Dia juga menolong tetangganya yang kesusahan. Ana selalu punya
deposit energi untuk orang lain, bahkan dihari-hari ahir ketika dia
menjalankan kemo (bukan terapi). Ana masih menyibukkan diri dengan
aktivismenya. Bolak-balik Yogyakarta dan bahkan sampai keluar negeri.
Dari
tutur dan cerita Ibu Misni, saya percaya dengan mitos bahwa perempuan
kuat dibesarkan oleh perempuan yang kuat pula, karena saya melihat
Ibu Misni berusaha tabah saat menemani tamu-tamunya. Ibu Misni
mengambil buku yang menjadi insprasi Ana. Dia menunjukkan kepada saya
tandatangan pengarang dan mengutip beberapa frasa yang dia tandai.
Suatu
kali Ibu Misni pernah bertanya tentang pernikahan kepada Ana dan Ana
menanggapi dengan bijaksana:
“Mami
kok malah mengalami kemunduran? Pernikahan adalah masalah pribadi,
ada orang yang bahagia dalam pernikahan namun ada juga orang yang
bahagia ketika dalam keadaan tidak menikah.”
Saya
melihat Ana yang asli dalam jawaban ini, Ana yang walaupun hatinya
lembut dan selalu ceria namun bisa menjadi tegas dan bijaksana.
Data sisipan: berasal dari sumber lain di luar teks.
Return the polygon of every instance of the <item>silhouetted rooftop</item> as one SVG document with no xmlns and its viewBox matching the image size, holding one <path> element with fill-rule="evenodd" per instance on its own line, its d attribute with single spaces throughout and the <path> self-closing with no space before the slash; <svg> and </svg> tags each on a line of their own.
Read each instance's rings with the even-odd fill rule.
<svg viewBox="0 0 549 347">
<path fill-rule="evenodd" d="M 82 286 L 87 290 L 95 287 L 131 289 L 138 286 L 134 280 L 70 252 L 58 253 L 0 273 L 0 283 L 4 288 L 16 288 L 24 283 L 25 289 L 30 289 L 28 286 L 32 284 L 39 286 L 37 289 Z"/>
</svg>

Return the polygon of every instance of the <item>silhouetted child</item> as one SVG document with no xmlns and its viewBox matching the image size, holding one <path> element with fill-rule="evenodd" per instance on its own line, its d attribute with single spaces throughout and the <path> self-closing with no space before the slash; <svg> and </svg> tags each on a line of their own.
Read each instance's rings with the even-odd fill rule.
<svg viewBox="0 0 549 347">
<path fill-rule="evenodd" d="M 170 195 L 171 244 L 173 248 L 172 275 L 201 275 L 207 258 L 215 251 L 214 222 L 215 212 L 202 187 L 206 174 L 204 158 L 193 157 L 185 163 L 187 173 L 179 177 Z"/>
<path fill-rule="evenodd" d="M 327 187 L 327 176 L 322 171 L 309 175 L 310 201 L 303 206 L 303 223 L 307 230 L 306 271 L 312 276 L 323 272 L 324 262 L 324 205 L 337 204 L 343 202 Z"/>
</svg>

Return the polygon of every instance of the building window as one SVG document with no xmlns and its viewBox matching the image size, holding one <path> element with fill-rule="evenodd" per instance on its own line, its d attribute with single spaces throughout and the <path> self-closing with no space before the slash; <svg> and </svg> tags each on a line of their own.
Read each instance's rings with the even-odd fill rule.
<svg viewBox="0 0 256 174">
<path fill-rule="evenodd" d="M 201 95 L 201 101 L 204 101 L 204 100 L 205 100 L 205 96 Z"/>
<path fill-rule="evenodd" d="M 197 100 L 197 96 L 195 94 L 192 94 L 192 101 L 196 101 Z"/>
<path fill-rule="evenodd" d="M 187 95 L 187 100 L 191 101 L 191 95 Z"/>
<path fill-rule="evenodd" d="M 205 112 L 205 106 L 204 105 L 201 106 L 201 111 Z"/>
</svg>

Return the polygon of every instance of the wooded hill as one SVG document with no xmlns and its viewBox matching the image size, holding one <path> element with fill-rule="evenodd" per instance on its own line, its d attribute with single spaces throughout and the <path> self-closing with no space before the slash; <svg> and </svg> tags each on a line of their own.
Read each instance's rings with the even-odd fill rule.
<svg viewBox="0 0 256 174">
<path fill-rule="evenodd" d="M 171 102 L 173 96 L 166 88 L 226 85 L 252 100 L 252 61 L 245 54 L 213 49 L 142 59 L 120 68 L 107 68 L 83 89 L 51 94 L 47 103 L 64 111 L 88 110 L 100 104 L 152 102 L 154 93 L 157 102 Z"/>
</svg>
Saya
tidak pernah memikirkan jawaban itu ketika orang-orang bertanya
kepada saya atau bersikap acuh dengan pertanyaan seputar pernikahan.
Saya melihat hubungan yang setara antara Ibu Misni dan Ana sebagai
ibu dan anak yang selalu menyediakan ruang diskusi luas untuk
mengkorfimasi pikiran, pemikiran dan perasaan.
Lahir
Kembali
Jika
ada sesuatu yang saya rahasiakan kepada Ana adalah perjuangan saya
pulih dari rasa panik dan rasa takut yang sedang saya hadapi.
Keputusan saya mengikuti program Vipassana di Blitar adalah karena
pola keinginan bunuh diri saya muncul kembali dan sering datang.
Tentu saya tidak membagi kisah ini dengan Ana mengingat dia juga
sedang berjuang dengan kanker dalam 2 tahun terahir. Saya yakin,
secara batin Ana memahami keadaan saya dan akan selalu mendukung
apapun yang saya putuskan.
Pola
bunuh diri saya muncul kembali semenjak kematian salah seorang
sahabat. Saya merasa kesepian dan semakin sedikit orang yang memahami
saya dan serasa dunia semakin mengecil.
Namun
kepergian Ana berbeda. Kepergian Ana mengajarkan saya untuk lebih
menerima kejadian tak terduga dalam hidup, bahkan kenyataan jika
suatu hari saya bisa saja sakit dan meninggal. Banyak yang saya
pelajari dari persahabatan dengan Ana dan perjumpaan saya dengan Ibu
Misni. Ana mengajarkan saya bahwa penghargaan terhadap penciptaan
kehidupan adalah merawat hidup dan mencintai tubuh sendiri sebagai
bentuk rasa syukur.
Selamat
jalan Ana, lindungi kami terus dan semangatmu akan selalu kuhidupkan, sampai kita bertemu lagi.